I did an entitled to benefits checker.
If i worked 16 hours a week on minimum wage, I would get a combined benefits and take home pay net amount of 3206 per month
If i worked 30 hours per week on minimum wage my combined be efits and tame home pay would be net 3477 per month
If i earn 75k per year with a modest 3 percent penaion co tribution then i take home 4396 from my work with no benefits.
The calculations done for having two children.
Not a huge difference there for someone earning 75k doing 40 hour weeks and someone workimg minum wage for 16 hours work a week.

Twooclockrock · 12/05/2026 16:38

ThisHeartyQuoter · 12/05/2026 15:12

You would not get almost 75k a year on UC even if you had kids
I'm on Uc and disability benefits and my total income a year without kids including rent paid is less than 23k.

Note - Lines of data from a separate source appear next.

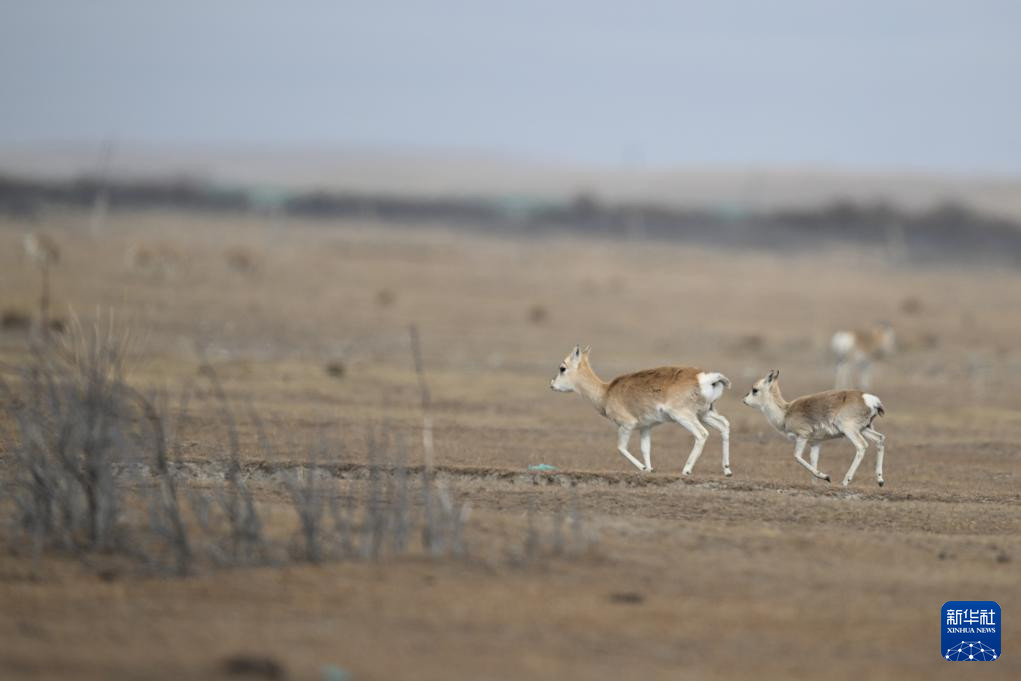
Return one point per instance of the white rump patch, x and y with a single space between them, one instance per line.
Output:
712 385
842 343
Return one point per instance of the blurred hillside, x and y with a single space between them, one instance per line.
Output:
427 174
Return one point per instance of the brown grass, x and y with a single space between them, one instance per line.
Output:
766 575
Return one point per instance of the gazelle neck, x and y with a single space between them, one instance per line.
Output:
775 406
590 386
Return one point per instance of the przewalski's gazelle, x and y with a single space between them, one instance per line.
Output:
858 350
824 416
680 394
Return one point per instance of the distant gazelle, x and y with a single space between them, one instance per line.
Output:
824 416
858 350
680 394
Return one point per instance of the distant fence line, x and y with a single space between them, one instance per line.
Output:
950 231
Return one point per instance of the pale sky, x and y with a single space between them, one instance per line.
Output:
874 84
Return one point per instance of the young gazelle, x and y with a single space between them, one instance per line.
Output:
681 394
859 349
824 416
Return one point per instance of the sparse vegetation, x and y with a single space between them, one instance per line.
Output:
95 471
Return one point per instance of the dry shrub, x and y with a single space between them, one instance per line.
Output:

You would not get 75k adding kids into the mix given the rate of child element per month

But the inner london housing rate is 450 per week for a 2 bed and about 500 per week for a 3 bed. So if you lived in london you would get 26k in housing benefit per year for a three bed property or 23k for a 2 bed before you add on the universal credit element that is not housing.

ThisHeartyQuoter · 12/05/2026 16:46

Twooclockrock · 12/05/2026 16:38

But the inner london housing rate is 450 per week for a 2 bed and about 500 per week for a 3 bed. So if you lived in london you would get 26k in housing benefit per year for a three bed property or 23k for a 2 bed before you add on the universal credit element that is not housing.

It's not quite as much as that as far as I'm aware.